Según datos de la Oficina del Censo de EU, de enero a abril pasados el comercio total de bienes entre ese país y México sumó 208 mil 642 millones de dólares (mdd), un aumento de 19 por ciento respecto a 2020, y presentó un superávit histórico de 35 mil 449 mdd, y con esto se mantiene en lo que va del año como primer socio comercial de EU.

“Las cifras revelan las grandes ventajas que brinda el T-MEC”, sostuvo Smith Ramos, lo cual representa que firmar el tratado ha sido el principal acierto del país al tener la ventaja de que todos los productos mexicanos están libres de arancel para entrar a EU.

Molina afirmó que “todos los beneficios no van a funcionar de la misma manera si el gobierno mexicano sigue peleándose con el sector privado, y sigue tomando decisiones que hacen cambiar las leyes como en el caso del sector energético”.

Para Smith Ramos a pesar de la crisis por la pandemia, “las cifras comerciales son positivas entre México y EU, y eso manda la señal de que el T-MEC está funcionando, es decir, el entorno de libre comercio está generando más comercio en América del Norte, pero para maximizar los beneficios tenemos que hacer la tarea bien desde el punto de vista doméstico en México”.

Desaciertos  Dentro de los desaciertos del acuerdo, Molina comentó que México debe analizar el manejo de los asuntos laborales y medioambientales, ya que durante la última parte de la negociación y sobre todo la prisa que tenía el país por concluirla, llevó a tomar decisiones que no necesariamente fueron las mejores.

Ruíz-Cabañas resaltó que el T-MEC no ha mostrado sorpresas con algunas demandas del tipo laboral, ya que el acuerdo prevé los mecanismos para la solución de este tipo de controversias.

Smith Ramos resaltó que en temas como el energético y el agrícola, ha habido problemas generados desde el gobierno de México como buscar imponer las leyes de hidrocarburos y la eléctrica que van en contra del T-MEC, y por posturas ideológicas como prohibir la entrada de maíz o semillas modificadas genéticamente al suelo mexicano desde EU.

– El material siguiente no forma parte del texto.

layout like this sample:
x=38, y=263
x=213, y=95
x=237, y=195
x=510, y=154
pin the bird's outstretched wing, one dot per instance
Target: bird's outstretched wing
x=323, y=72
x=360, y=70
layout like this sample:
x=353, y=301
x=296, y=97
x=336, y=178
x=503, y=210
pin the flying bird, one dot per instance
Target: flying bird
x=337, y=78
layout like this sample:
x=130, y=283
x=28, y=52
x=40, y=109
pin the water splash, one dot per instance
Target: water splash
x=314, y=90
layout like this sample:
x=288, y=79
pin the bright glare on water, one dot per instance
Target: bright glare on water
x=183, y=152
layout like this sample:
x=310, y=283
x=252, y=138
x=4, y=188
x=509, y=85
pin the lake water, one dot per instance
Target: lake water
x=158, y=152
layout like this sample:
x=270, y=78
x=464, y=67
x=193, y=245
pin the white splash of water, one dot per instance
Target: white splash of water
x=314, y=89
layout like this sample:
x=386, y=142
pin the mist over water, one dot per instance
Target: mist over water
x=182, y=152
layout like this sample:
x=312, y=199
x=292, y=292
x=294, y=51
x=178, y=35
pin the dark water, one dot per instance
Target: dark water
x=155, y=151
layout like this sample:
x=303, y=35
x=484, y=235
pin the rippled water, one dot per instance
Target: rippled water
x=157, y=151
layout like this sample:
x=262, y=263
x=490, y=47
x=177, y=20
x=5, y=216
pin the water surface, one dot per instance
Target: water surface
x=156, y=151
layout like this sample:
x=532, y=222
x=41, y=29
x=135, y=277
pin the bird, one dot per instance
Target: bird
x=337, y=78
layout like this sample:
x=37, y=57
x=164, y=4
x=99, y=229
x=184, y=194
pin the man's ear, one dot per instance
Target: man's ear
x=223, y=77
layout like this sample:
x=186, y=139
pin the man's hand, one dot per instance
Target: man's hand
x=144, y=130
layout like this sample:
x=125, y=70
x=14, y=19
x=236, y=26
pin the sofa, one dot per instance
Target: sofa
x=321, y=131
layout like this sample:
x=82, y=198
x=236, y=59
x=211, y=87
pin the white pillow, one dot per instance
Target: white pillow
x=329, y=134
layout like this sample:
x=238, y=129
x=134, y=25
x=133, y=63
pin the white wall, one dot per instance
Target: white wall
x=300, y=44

“En la parte laboral no es como tal un desacierto, se debe revisar los argumentos de EU para decir que hay una violación a los compromisos laborales, porque eso nos va a permitir ver si el sistema está siendo respetado o si se trata de simples casos para satisfacer a los sindicatos de EU que buscan protección en contra de las exportaciones mexicanas del sector automotriz”, comentó.


 
Pendientes Ruíz-Cabañas sostuvo que el mayor pendiente es asegurar que los beneficios del T-MEC se afiancen en lo que se revisa nuevamente el tratado en seis años y destacó que deben analizarse las políticas domésticas de México para que alienten la inversión y así ver los beneficio del propio acuerdo.

Para Smith Ramos el reto es resolver lo más pronto posible los irritantes comerciales que ya hay sobre la mesa y no dejar que se multipliquen, y trabajar de lleno con EU para convencerlos de que invertir en México es bueno para América del Norte.